The books are awash with celebrity anecdote (even outside the film industry: on bored post-demob walks down Sussex lanes he exchanges pleasantries with Vera Lynn; James Baldwin turns up at his fiftieth birthday lunch in Saint-Paul-de-Vence), but the real joy of Bogarde’s writing is in the domestic detail:
On the first Sunday of the month we went to Isa for a tinned salmon tea, where I read knitting patterns; on the second Sunday it was Aunt Teenie … She shook and trembled constantly, like a cobweb in a draught, and presided over a gigantic tea table covered with cakes and scones and homemade bread. A silver teapot smothered by a crinolined celluloid doll, its pink shiny arms held out in supplication, a simpering Madonna. A small hand-knitted pom pom hat on its head. A brass kettle steamed gently over a spirit lamp, and we ate constantly, in more or less complete silence.
Houses are a preoccupation: the lost idyll of the Sussex cottage, the teenage years of postlapsarian exile at his aunt’s Bishopbriggs semi, the Georgian terraced house he bought on Chester Row in Belgravia, various Home Counties mansions during the Rank years. He settled at Le Pigeonnier, a crumbling fifteenth-century farmhouse in the south of France, before being uprooted again to Kensington, and finally a lonely top floor flat in Chelsea. He describes furnishing the houses, doing the gardening, and which bits of Meissen china were broken by careless cross-Channel removal companies.
In these sketches of domestic rooms looms one great elephant: Bogarde lived for nearly fifty years with his partner Anthony Forwood. He never came out publicly, or privately: in an Arena documentary made shortly after his death, his sister Elizabeth said: ‘I knew what I could ask him, and I knew what I couldn’t ask him’ – his relationship with Forwood was firmly in the second category.
Undertaking such a mammoth life writing project, with such an important part of his life so firmly off limits, brings an inevitable tension to the books. Forwood’s first appearance is unmistakably romantic:
I was quite unprepared for the elegant splendour reclining in the too-small seat before me. Booted, breeched, tunic’d, buttons and badges gleaming brightly in the meagre light of the dim auditorium, his hair shining like a halo, he extended an indifferent hand, told me his name and said he had been in the Front and thought I was ‘interesting’.
Even though all that follows is a handshake and a business deal over late night cocoa, its significance is obvious: ‘I felt so immediately secure, the atmosphere was one of such familiar trust that it never remotely occurred to me to say anything other than “Yes” without qualification.’

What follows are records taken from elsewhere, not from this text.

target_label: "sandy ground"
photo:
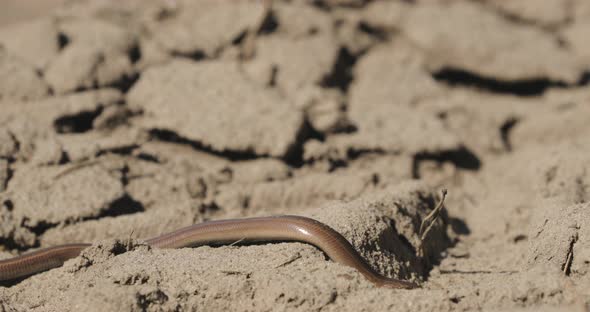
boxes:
[0,0,590,311]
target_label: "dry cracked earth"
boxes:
[0,0,590,311]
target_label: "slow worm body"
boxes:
[0,216,416,289]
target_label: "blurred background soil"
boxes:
[0,0,590,311]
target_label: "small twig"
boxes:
[419,189,447,241]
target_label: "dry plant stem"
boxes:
[418,189,447,241]
[0,216,417,289]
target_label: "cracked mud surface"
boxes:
[0,0,590,311]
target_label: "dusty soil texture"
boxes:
[0,0,590,311]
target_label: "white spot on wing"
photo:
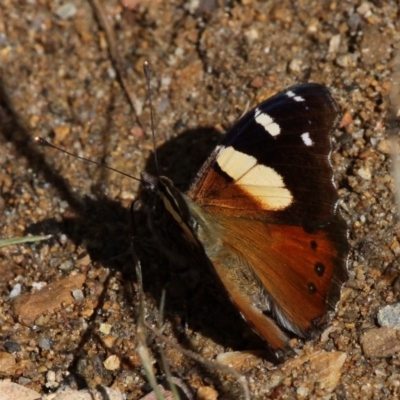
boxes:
[254,108,281,136]
[301,132,314,146]
[286,90,304,101]
[216,147,293,210]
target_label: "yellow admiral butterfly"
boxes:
[141,84,349,350]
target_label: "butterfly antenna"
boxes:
[35,136,141,182]
[143,61,160,176]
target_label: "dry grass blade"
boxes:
[0,235,52,248]
[388,49,400,214]
[135,257,165,400]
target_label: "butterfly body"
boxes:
[142,84,348,350]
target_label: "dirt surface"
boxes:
[0,0,400,399]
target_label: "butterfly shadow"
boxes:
[0,81,276,387]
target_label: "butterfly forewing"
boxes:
[189,84,339,226]
[184,84,348,349]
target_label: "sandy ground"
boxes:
[0,0,400,399]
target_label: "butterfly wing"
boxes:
[188,84,348,348]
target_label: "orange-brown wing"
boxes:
[206,215,348,340]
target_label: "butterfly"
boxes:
[141,84,349,352]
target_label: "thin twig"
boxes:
[144,321,250,400]
[90,0,143,128]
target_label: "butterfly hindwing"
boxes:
[188,84,348,348]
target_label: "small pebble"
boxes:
[56,3,77,19]
[103,355,121,371]
[3,341,21,353]
[72,289,85,301]
[8,283,22,299]
[378,303,400,328]
[38,337,51,350]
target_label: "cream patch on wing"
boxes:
[216,146,293,210]
[254,108,281,136]
[286,90,304,101]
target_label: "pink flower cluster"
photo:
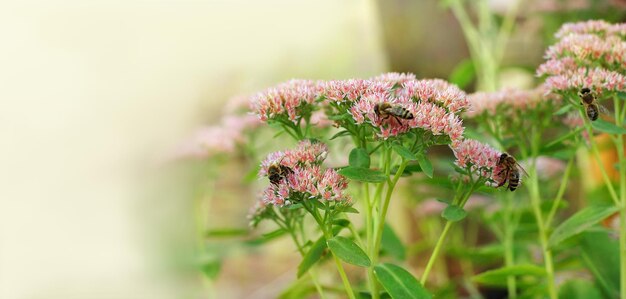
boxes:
[450,139,502,181]
[556,20,626,38]
[168,115,260,160]
[537,21,626,95]
[465,86,560,118]
[250,79,322,123]
[401,79,469,113]
[321,79,394,102]
[350,94,464,142]
[259,140,350,206]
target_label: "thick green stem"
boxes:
[504,194,517,299]
[528,170,558,299]
[303,202,356,299]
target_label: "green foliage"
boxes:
[338,166,388,183]
[381,223,406,261]
[297,236,327,278]
[472,265,546,286]
[441,205,467,222]
[548,205,618,247]
[374,263,432,299]
[327,236,372,267]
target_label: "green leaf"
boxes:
[580,231,620,298]
[328,236,372,267]
[448,59,476,88]
[329,130,350,140]
[472,265,546,286]
[206,228,248,238]
[380,223,406,261]
[200,259,222,280]
[298,236,326,278]
[417,154,433,178]
[559,279,604,299]
[441,205,467,222]
[591,119,626,134]
[552,105,572,115]
[338,166,388,183]
[391,143,417,161]
[374,263,432,299]
[348,147,370,168]
[548,205,618,247]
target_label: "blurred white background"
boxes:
[0,0,385,299]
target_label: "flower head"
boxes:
[450,139,502,181]
[402,79,469,113]
[259,140,350,206]
[251,79,321,123]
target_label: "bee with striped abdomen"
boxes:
[267,163,293,185]
[496,153,528,191]
[374,102,415,123]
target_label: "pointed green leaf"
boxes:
[417,154,433,178]
[553,105,572,115]
[329,130,350,140]
[548,205,618,247]
[472,265,546,286]
[380,223,406,261]
[206,228,248,238]
[348,147,370,168]
[298,236,326,278]
[327,236,371,267]
[441,205,467,222]
[448,59,476,88]
[374,263,432,299]
[391,143,417,161]
[338,166,387,183]
[591,119,626,134]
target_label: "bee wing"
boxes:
[598,104,611,115]
[515,163,529,176]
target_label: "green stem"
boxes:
[528,169,558,299]
[302,201,356,299]
[504,193,517,299]
[546,156,574,227]
[420,184,477,285]
[580,110,621,206]
[613,96,626,298]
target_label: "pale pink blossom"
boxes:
[370,73,415,86]
[555,20,626,38]
[465,85,560,118]
[450,139,502,181]
[350,94,464,141]
[546,34,626,68]
[545,67,626,95]
[250,79,321,124]
[401,79,469,113]
[259,140,350,206]
[167,115,260,160]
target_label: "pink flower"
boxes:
[370,73,415,86]
[350,94,464,141]
[545,67,626,95]
[250,79,321,123]
[555,20,626,38]
[450,139,502,181]
[401,79,468,113]
[259,140,350,206]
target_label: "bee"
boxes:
[267,163,293,185]
[374,102,415,123]
[578,87,607,121]
[496,153,528,191]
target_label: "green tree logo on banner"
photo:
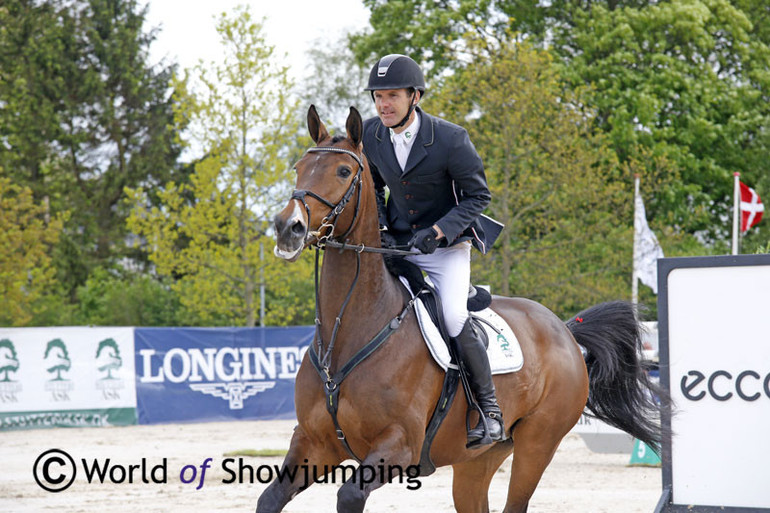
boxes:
[0,338,19,383]
[43,338,72,381]
[96,338,123,379]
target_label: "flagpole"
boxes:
[631,173,641,305]
[733,171,741,255]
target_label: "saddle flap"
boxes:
[401,279,524,374]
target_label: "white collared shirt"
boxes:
[389,113,420,171]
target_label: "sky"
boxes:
[146,0,369,80]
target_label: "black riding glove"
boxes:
[409,227,439,255]
[380,231,398,248]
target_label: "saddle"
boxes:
[385,256,492,476]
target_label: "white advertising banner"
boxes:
[0,327,136,430]
[667,257,770,511]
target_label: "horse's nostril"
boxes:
[291,221,305,236]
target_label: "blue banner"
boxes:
[134,326,314,424]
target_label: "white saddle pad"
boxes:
[401,278,524,374]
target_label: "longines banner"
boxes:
[135,326,314,424]
[0,327,136,430]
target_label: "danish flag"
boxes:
[740,182,765,233]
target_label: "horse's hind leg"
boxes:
[503,413,569,513]
[337,424,414,513]
[257,427,340,513]
[452,440,511,513]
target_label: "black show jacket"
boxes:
[363,107,497,253]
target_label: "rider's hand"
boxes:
[409,227,439,255]
[380,231,398,248]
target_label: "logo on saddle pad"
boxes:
[497,333,514,358]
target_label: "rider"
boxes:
[363,54,503,447]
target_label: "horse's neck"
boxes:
[319,218,403,365]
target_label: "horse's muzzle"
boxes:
[273,201,307,262]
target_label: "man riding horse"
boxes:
[363,54,503,447]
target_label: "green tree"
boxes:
[352,0,770,253]
[0,168,63,326]
[72,267,181,326]
[128,8,312,326]
[0,0,180,301]
[426,39,632,315]
[568,0,770,240]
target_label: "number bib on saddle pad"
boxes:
[401,278,524,374]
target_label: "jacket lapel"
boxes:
[402,107,433,174]
[375,123,401,176]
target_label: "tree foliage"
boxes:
[426,39,632,315]
[129,9,311,326]
[352,0,770,253]
[0,173,63,326]
[0,0,180,299]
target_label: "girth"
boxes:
[308,299,414,463]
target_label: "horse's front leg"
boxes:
[257,426,341,513]
[337,425,417,513]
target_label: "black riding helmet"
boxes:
[364,53,425,128]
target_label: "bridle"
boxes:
[291,146,364,248]
[284,142,415,463]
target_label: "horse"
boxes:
[256,106,662,513]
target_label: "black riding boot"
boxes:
[455,319,503,448]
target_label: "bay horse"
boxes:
[257,106,661,513]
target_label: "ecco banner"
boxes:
[0,327,136,430]
[135,326,314,424]
[656,255,770,513]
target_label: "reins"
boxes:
[291,146,415,463]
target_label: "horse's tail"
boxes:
[567,301,668,452]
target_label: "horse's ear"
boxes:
[345,107,364,148]
[307,105,329,144]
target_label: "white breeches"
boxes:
[406,241,471,337]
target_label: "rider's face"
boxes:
[374,89,420,128]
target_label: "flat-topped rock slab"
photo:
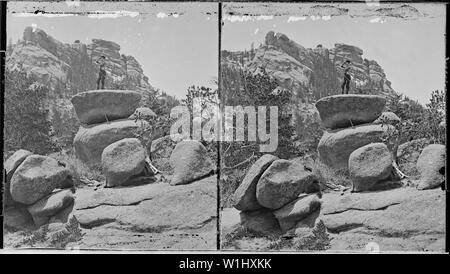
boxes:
[316,94,386,129]
[71,89,141,125]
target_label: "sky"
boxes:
[222,6,445,104]
[7,4,218,99]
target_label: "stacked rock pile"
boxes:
[233,154,321,233]
[4,149,74,227]
[71,90,156,186]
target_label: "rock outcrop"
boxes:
[317,124,389,170]
[11,155,71,205]
[256,160,317,209]
[170,140,216,185]
[417,144,445,189]
[348,143,393,191]
[71,90,141,125]
[3,149,33,206]
[102,138,147,187]
[233,154,278,210]
[316,94,386,129]
[73,119,147,165]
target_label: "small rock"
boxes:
[11,155,71,205]
[348,143,392,191]
[3,149,33,206]
[170,140,215,185]
[102,138,146,186]
[373,111,401,125]
[256,159,317,209]
[28,190,74,226]
[239,209,280,234]
[273,194,321,231]
[233,154,278,210]
[417,144,445,189]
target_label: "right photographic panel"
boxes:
[219,1,446,252]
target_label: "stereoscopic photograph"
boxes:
[219,1,446,252]
[3,1,218,250]
[2,1,447,255]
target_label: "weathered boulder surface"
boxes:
[102,138,146,186]
[3,149,33,206]
[170,140,215,185]
[147,135,183,174]
[373,111,401,125]
[273,194,321,231]
[256,159,317,209]
[71,90,141,125]
[417,144,445,189]
[11,155,71,205]
[73,176,217,250]
[128,107,157,120]
[397,138,430,178]
[348,143,393,191]
[233,154,278,210]
[239,209,280,234]
[73,119,147,165]
[316,94,386,129]
[28,190,74,227]
[319,188,445,252]
[317,125,391,170]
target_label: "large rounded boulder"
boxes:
[71,90,141,125]
[170,140,215,185]
[316,94,386,129]
[11,155,71,205]
[317,125,392,170]
[73,119,147,165]
[3,149,33,206]
[102,138,146,186]
[348,143,393,191]
[256,159,318,209]
[417,144,445,189]
[233,154,278,210]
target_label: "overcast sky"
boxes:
[7,3,218,98]
[222,5,445,103]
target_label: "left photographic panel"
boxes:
[3,2,218,251]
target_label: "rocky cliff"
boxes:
[7,27,152,98]
[223,31,395,103]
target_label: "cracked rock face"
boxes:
[319,188,445,251]
[74,176,217,249]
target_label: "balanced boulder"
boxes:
[273,194,321,231]
[102,138,146,186]
[128,107,156,120]
[28,190,74,226]
[317,125,392,170]
[3,149,33,206]
[71,90,141,125]
[348,143,392,191]
[373,111,401,125]
[316,94,386,129]
[233,154,278,210]
[256,159,317,209]
[73,119,147,165]
[417,144,445,189]
[170,140,215,185]
[11,155,71,205]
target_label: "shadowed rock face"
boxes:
[316,94,386,129]
[73,119,147,165]
[317,124,390,170]
[71,90,141,124]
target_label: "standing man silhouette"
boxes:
[95,55,106,89]
[341,60,352,94]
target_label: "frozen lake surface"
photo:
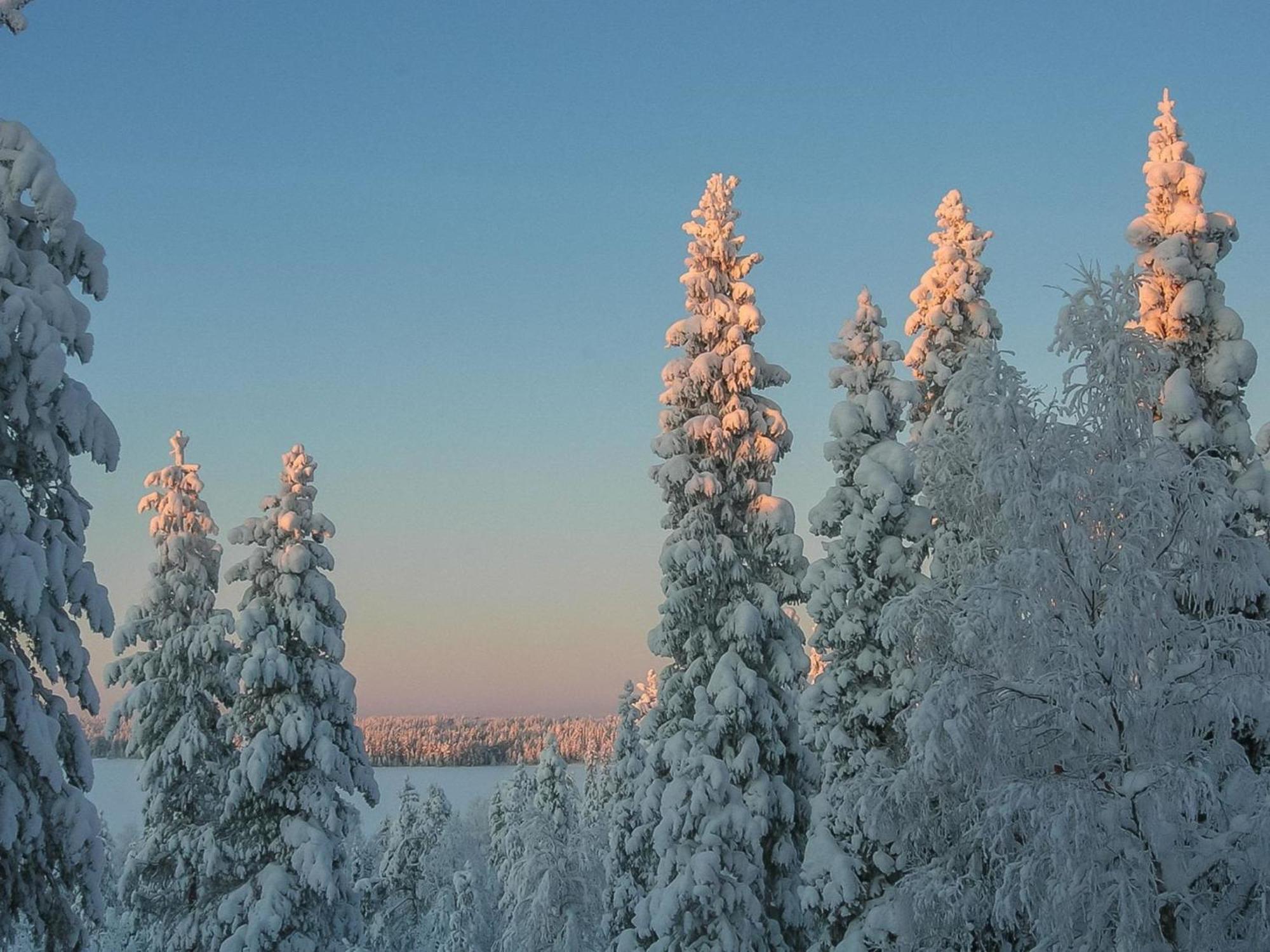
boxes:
[88,758,584,835]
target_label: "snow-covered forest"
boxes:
[7,0,1270,952]
[80,715,617,767]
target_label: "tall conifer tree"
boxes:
[105,430,234,949]
[620,175,808,952]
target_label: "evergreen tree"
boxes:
[105,430,234,949]
[1126,89,1257,471]
[0,0,30,33]
[872,267,1270,952]
[489,763,533,914]
[803,288,931,952]
[621,175,808,952]
[602,682,650,946]
[220,444,378,952]
[438,864,478,952]
[904,189,1001,438]
[0,117,119,952]
[499,734,599,952]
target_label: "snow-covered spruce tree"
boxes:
[220,444,378,952]
[904,189,1001,438]
[498,734,599,952]
[438,866,479,952]
[0,121,119,952]
[803,288,931,951]
[489,763,533,914]
[881,269,1270,952]
[620,175,808,952]
[602,682,650,944]
[582,746,608,828]
[1126,89,1257,471]
[105,430,234,949]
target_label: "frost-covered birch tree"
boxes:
[105,430,234,949]
[620,175,808,952]
[1126,89,1257,471]
[803,288,931,952]
[876,269,1270,952]
[220,444,378,952]
[0,117,119,952]
[904,189,1001,438]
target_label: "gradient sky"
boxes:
[0,0,1270,713]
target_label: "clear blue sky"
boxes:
[0,0,1270,713]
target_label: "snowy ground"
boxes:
[89,759,583,835]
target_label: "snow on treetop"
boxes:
[1125,89,1257,466]
[137,430,216,538]
[0,120,108,298]
[0,0,30,33]
[904,189,1001,423]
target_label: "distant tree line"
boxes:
[80,715,617,767]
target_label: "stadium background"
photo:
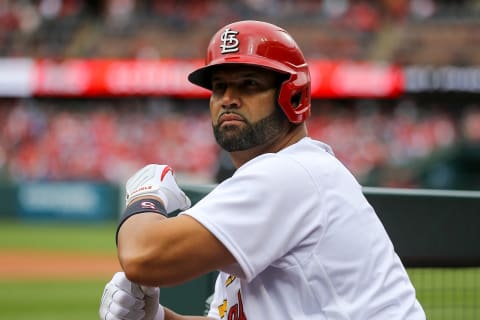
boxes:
[0,0,480,319]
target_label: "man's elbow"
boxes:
[118,246,188,287]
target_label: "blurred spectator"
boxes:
[0,98,480,188]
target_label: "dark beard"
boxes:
[213,108,287,152]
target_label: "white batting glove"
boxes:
[126,164,191,213]
[99,272,165,320]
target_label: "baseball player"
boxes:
[100,21,425,320]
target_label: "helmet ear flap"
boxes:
[278,74,311,123]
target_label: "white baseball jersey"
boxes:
[182,138,425,320]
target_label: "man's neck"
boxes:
[229,124,307,169]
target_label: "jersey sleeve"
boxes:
[182,154,318,281]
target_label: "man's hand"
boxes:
[99,272,164,320]
[126,164,191,213]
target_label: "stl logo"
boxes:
[220,28,240,53]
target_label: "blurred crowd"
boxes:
[0,98,480,188]
[0,0,480,65]
[0,0,480,189]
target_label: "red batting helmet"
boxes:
[188,20,311,123]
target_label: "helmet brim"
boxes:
[188,55,295,90]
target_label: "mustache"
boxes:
[217,110,248,124]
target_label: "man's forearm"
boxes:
[163,307,216,320]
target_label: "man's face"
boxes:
[210,65,286,152]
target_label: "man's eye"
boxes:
[212,83,225,91]
[245,79,258,87]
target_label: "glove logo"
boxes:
[220,28,239,53]
[160,166,173,181]
[140,201,157,210]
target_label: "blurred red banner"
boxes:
[0,59,405,98]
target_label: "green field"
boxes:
[0,220,480,320]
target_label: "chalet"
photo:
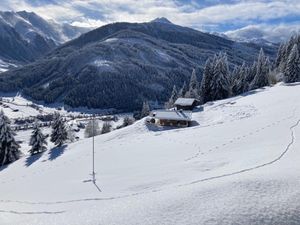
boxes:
[149,110,192,127]
[174,98,199,110]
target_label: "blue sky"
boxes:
[0,0,300,39]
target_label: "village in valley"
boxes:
[0,0,300,225]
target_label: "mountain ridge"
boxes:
[0,18,276,110]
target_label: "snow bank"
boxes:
[0,85,300,225]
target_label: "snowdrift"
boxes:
[0,84,300,225]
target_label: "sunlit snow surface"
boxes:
[0,84,300,225]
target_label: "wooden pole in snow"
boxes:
[92,114,96,183]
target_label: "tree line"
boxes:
[165,34,300,108]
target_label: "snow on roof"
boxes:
[151,110,192,121]
[174,98,197,106]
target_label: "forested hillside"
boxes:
[0,17,276,110]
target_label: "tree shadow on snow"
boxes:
[240,87,266,97]
[0,165,9,172]
[284,82,300,86]
[49,145,67,161]
[25,152,44,167]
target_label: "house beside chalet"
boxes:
[174,98,199,110]
[148,110,192,127]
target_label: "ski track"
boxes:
[0,114,300,209]
[184,109,296,161]
[0,209,65,215]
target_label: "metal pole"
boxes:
[92,114,96,183]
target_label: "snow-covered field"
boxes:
[0,84,300,225]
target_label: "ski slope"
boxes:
[0,84,300,225]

In the penultimate volume, Forwood’s diagnosis with Parkinson’s and cancer forces them to leave the South of France to be near London’s hospitals, and Bogarde almost seems to give up the pretence, his heartbreak obvious. Otherwise, though, Forwood is a peripheral figure, popping up with sound career advice once in a while, always only ‘my manager’, and only ever ‘Forwood’.
‘It’s a dead bore, to write about yourself all the time,’ Bogarde said in 1986, with four volumes of autobiography still ahead of him, and towards the end you get the sense that maybe he’d had enough: old anecdotes are repeated and rehashed, charmless complaints about socialism and the higher rate of tax find their way in. He burned all his personal papers before his return from France, so maybe he simply ran out of material, or got tired of the equivocations and concealments it required. Or perhaps eight volumes of autobiography is more than anyone needs to write. Even in the depths of obsession, I think it’s more than I needed to read.
Comments
What indeed is an autobiography if it leaves out such important, personal aspects of one's life? Perhaps the term "journal" might be more appropriate.